Nation & World
Prescription painkillers, heroin fuel the worst addiction crisis in U.S. history Report: FDA should consider real-world impact on patients, families, crime
A report calls for a study of the impacts painkillers have on patients, families, crime and the demand for heroin. »
The Food and Drug Administration should review the safety and effectiveness of all opioids and consider the real-world impacts the painkillers have, not only on patients but on families, crime and the demand for heroin. That’s the conclusion of a report from the National Academies of Sciences, Engineering and Medicine.
It urges the FDA to bolster a public health approach that already has resulted in one painkiller being pulled from the market. Last week, the maker of opioid painkiller Opana ER withdrew its drug at the FDA’s request following a 2015 outbreak of HIV and hepatitis C in southern Indiana linked to sharing needles to inject the pills.
“Our recommendation is for a much more systematic approach, integrating public health decision-making into all aspects of opioid review and approval,” said Dr. Aaron Kesselheim of Harvard Medical School, a member of the report committee.

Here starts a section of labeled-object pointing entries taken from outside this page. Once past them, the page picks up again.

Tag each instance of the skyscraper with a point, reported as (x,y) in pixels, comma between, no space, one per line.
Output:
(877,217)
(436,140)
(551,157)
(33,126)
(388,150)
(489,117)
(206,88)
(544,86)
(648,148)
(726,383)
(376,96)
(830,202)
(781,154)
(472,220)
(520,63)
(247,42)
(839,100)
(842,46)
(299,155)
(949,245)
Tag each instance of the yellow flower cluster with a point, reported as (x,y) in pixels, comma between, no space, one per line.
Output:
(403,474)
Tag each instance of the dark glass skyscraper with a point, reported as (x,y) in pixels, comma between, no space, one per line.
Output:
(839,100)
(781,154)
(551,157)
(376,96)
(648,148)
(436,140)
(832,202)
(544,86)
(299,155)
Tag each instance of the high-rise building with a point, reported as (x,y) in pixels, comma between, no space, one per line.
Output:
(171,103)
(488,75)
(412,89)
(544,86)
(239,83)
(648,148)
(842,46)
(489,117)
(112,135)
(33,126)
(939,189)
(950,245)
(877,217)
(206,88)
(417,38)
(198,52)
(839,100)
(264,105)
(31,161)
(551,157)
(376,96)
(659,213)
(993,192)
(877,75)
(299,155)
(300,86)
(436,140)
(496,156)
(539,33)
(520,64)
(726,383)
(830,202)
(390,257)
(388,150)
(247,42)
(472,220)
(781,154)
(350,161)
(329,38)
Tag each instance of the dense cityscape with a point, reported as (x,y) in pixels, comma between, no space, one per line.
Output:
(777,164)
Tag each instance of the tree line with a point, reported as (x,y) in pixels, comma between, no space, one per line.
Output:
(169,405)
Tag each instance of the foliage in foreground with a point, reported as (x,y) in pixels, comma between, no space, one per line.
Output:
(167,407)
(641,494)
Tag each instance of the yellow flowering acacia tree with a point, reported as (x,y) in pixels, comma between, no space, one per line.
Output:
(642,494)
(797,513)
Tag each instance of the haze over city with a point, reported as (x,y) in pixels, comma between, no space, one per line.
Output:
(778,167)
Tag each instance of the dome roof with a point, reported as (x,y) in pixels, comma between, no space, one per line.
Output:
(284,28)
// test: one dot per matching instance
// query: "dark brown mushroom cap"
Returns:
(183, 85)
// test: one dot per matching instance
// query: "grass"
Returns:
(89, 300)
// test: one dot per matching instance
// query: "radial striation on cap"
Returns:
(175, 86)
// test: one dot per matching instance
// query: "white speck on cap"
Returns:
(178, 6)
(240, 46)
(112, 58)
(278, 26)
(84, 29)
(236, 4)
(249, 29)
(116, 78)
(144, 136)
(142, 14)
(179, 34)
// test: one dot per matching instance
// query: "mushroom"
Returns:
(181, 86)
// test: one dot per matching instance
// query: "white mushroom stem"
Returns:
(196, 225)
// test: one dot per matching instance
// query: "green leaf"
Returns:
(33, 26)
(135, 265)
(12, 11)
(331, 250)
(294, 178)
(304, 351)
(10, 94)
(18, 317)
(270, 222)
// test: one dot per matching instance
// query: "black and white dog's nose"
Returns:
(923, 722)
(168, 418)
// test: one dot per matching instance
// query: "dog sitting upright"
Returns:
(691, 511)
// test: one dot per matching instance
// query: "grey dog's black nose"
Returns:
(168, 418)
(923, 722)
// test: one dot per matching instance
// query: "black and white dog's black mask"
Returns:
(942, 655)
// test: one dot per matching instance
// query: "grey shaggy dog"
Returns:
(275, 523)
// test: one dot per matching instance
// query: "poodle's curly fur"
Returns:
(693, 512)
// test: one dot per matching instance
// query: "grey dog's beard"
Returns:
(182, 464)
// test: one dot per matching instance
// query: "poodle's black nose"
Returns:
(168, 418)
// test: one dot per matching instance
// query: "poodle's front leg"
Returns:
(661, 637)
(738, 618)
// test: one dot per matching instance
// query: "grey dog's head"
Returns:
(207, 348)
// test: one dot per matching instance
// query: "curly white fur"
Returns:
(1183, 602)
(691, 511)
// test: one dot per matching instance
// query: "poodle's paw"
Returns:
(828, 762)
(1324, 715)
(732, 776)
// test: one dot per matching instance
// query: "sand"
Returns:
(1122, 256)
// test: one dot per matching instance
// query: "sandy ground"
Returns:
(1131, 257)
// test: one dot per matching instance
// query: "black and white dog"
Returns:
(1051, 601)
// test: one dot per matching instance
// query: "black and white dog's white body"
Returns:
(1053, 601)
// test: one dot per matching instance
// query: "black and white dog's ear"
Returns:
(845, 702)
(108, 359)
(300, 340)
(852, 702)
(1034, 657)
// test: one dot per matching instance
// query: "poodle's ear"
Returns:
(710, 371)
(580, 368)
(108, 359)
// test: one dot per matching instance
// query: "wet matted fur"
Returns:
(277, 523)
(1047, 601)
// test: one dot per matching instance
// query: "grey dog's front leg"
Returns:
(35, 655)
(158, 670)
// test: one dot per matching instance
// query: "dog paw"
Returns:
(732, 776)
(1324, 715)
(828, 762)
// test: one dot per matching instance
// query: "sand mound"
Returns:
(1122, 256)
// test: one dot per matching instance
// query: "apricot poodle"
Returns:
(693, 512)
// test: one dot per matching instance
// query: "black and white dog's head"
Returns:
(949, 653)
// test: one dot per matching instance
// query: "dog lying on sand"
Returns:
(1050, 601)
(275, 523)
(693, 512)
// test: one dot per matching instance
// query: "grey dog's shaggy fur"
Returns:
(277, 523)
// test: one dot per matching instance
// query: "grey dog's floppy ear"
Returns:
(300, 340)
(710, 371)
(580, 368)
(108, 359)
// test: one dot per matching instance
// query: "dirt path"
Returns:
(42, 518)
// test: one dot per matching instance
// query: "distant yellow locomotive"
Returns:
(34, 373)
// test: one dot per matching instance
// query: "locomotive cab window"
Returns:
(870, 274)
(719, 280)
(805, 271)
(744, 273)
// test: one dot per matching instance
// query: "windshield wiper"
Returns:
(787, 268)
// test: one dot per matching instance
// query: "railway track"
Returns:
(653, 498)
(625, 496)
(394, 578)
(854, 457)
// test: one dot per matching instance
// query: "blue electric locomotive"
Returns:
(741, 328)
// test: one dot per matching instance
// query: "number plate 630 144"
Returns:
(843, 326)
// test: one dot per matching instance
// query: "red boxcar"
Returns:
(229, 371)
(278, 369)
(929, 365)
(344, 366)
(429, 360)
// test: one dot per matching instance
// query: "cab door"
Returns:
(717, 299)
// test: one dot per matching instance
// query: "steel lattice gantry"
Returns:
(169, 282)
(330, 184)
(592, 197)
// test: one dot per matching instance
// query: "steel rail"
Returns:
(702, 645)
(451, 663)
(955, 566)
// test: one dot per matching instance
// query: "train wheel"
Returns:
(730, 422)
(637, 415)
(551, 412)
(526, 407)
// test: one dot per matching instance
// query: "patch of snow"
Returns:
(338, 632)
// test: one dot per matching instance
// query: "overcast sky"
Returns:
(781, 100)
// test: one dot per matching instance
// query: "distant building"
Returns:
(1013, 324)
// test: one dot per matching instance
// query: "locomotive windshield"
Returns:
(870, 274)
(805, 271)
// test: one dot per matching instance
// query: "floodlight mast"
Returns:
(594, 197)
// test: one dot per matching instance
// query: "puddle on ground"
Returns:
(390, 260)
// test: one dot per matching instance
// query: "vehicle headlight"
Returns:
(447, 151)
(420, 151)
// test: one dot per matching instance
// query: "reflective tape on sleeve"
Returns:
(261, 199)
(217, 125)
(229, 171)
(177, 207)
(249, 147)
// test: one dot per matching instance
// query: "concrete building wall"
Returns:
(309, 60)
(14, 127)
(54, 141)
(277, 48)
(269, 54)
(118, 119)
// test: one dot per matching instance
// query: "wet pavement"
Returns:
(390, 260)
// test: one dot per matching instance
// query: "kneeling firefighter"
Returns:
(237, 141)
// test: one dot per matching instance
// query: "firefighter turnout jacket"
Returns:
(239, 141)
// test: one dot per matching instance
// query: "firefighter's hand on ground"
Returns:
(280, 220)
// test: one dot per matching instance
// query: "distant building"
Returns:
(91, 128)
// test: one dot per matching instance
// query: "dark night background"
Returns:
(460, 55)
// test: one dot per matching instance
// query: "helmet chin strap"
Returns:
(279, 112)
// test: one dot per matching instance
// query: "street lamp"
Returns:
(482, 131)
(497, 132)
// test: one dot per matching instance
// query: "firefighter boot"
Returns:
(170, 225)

The report details how two intertwining epidemics — prescription painkillers and heroin — led to the worst addiction crisis in U.S. history and provides a plan for turning back the tide of overdose deaths.
Prescribed, legal drugs are a gateway to illicit drugs for some, the report says. Other users start with pills diverted to the black market. Crush-resistant pills and other restrictions can have unintended consequences, shifting use to heroin and illicit fentanyl.
The epidemic’s broad reach into rural and suburban America “has blurred the formerly distinct social boundary between use of prescribed opioids and use of heroin and other illegally manufactured ones,” the report says.
The authors say it’s possible to stem the crisis without denying opioids to patients whose doctors prescribe them responsibly. But long-term use of opioids by people with chronic pain should be discouraged because it increases dangers of overdose and addiction.